Building on the successes in other domains, there has been rapid development of language models (LMs) for genomics. Key to this development is the establishment of proper benchmarks and systematic evaluation approaches. The benchmarks that have been proposed so far have focused on tasks that depend on short-range sequence contexts, while the evaluation of models for long-range tasks that are integral to genomics, such as gene expression and genetic variant prediction, is lacking. In this work, we propose a benchmark that fills this need and introduce the genomics long-range benchmark – an evaluation tool that is designed to encompass tasks requiring long-range sequence dependencies, an aspect which we deem crucial to genomic applications of DNA language models. In addition to clearly defining and organizing relevant tasks into a cohesive benchmark, we provide preliminary results of several prominent and recent DNA LMs evaluated on the proposed benchmark.

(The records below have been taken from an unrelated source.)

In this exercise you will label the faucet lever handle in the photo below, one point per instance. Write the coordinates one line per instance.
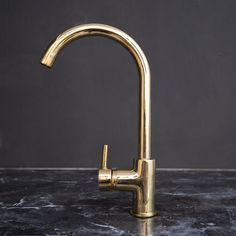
(104, 157)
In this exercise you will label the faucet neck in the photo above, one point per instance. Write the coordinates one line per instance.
(138, 55)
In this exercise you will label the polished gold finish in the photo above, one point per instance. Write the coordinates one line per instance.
(141, 179)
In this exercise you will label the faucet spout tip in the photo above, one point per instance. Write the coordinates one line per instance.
(46, 62)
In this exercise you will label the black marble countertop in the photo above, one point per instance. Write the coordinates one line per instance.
(68, 202)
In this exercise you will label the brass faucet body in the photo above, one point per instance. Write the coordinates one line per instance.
(141, 179)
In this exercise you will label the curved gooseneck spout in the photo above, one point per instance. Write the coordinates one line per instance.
(141, 179)
(140, 58)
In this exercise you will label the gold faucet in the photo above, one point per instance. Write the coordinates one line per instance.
(141, 179)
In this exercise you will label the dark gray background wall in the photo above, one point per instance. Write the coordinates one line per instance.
(61, 117)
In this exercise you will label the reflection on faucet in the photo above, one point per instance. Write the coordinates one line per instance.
(141, 178)
(145, 227)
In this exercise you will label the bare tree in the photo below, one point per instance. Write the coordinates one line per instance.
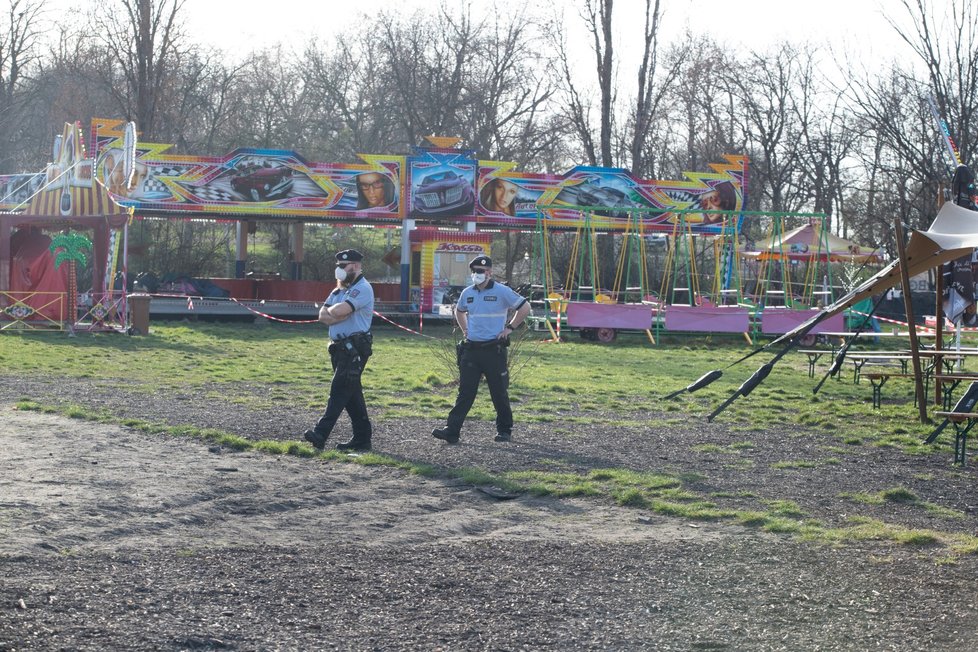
(142, 39)
(19, 58)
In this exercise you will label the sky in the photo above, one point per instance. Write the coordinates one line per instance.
(232, 25)
(856, 27)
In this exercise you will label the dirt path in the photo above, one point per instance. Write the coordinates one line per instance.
(74, 486)
(113, 539)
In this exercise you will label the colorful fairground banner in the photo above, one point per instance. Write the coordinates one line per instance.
(437, 183)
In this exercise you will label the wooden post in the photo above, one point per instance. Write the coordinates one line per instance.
(912, 330)
(939, 316)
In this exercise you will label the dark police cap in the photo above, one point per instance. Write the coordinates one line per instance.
(349, 256)
(481, 261)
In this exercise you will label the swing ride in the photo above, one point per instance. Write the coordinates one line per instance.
(706, 282)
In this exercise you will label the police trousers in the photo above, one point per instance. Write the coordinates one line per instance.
(475, 360)
(346, 389)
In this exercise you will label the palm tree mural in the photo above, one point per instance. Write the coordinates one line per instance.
(69, 246)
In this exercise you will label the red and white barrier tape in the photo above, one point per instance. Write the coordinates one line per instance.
(403, 328)
(270, 317)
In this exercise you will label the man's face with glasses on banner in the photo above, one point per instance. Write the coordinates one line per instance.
(372, 187)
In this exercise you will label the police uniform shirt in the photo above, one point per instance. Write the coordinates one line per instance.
(360, 296)
(488, 309)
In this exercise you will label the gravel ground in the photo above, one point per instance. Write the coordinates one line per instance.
(115, 539)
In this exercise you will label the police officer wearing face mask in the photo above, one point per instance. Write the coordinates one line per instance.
(348, 311)
(482, 312)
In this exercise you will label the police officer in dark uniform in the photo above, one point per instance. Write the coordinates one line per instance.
(482, 313)
(348, 311)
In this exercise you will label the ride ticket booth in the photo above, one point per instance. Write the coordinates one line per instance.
(440, 266)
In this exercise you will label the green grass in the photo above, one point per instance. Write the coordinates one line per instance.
(568, 385)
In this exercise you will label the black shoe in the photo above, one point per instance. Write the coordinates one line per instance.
(318, 441)
(445, 434)
(353, 445)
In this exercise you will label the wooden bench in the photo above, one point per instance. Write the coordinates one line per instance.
(963, 417)
(813, 358)
(902, 359)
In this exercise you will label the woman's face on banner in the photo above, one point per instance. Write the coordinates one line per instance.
(504, 193)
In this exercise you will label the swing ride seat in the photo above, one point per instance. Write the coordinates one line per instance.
(777, 321)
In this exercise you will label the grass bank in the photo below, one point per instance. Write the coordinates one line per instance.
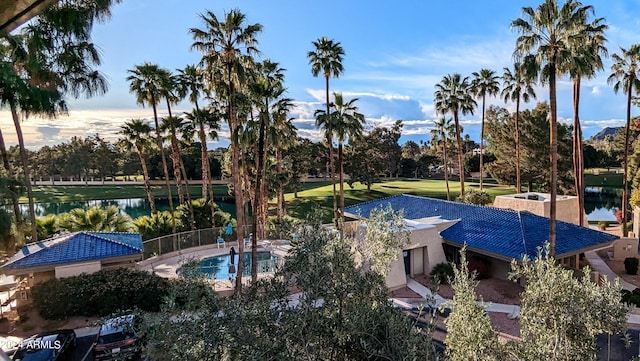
(56, 194)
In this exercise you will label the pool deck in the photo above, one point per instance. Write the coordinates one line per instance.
(167, 264)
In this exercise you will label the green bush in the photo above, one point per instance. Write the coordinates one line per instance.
(99, 294)
(442, 273)
(631, 297)
(631, 265)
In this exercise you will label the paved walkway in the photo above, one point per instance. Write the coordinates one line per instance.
(599, 265)
(513, 311)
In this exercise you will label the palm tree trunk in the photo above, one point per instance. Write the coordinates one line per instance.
(482, 141)
(446, 172)
(626, 164)
(460, 164)
(166, 173)
(14, 196)
(553, 157)
(518, 179)
(188, 193)
(237, 180)
(257, 204)
(330, 142)
(25, 171)
(147, 183)
(577, 150)
(280, 210)
(341, 164)
(176, 171)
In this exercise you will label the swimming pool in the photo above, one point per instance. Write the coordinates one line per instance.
(219, 267)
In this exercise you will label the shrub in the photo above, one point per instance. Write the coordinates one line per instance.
(99, 294)
(631, 297)
(442, 273)
(631, 265)
(474, 197)
(602, 225)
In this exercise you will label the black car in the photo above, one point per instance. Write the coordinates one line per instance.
(119, 338)
(47, 346)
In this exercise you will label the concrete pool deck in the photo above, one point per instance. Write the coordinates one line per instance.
(166, 266)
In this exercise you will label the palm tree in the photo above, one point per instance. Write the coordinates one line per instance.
(282, 135)
(349, 124)
(327, 58)
(225, 47)
(585, 62)
(453, 95)
(484, 83)
(97, 219)
(136, 136)
(624, 76)
(517, 85)
(548, 33)
(444, 129)
(191, 80)
(145, 81)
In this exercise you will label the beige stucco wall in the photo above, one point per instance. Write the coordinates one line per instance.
(76, 269)
(568, 210)
(420, 263)
(625, 247)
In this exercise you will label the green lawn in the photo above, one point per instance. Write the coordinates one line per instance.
(321, 196)
(54, 194)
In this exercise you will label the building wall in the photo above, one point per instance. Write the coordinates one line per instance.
(568, 210)
(420, 239)
(76, 269)
(625, 247)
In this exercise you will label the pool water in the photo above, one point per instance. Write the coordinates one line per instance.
(219, 267)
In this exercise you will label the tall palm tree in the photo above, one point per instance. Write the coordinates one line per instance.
(225, 46)
(585, 62)
(265, 87)
(349, 124)
(282, 135)
(624, 76)
(136, 137)
(548, 33)
(484, 83)
(517, 85)
(326, 58)
(145, 81)
(444, 129)
(172, 93)
(191, 80)
(453, 95)
(51, 57)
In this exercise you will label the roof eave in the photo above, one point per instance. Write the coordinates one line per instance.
(52, 267)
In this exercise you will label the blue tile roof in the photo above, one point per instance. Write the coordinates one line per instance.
(504, 232)
(76, 247)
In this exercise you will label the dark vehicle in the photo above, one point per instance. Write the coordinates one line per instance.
(118, 338)
(47, 346)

Finally, we probe the tasks in
our benchmarks by exploring the effect of context length extension methods for one of the evaluated DNA LMs, the Nucleotide Transformer. By proposing this benchmark we hope to stimulate the ongoing development of DNA LMs and provide a fruitful testing ground for future developments that aim to capture long-range sequence modeling in genomics.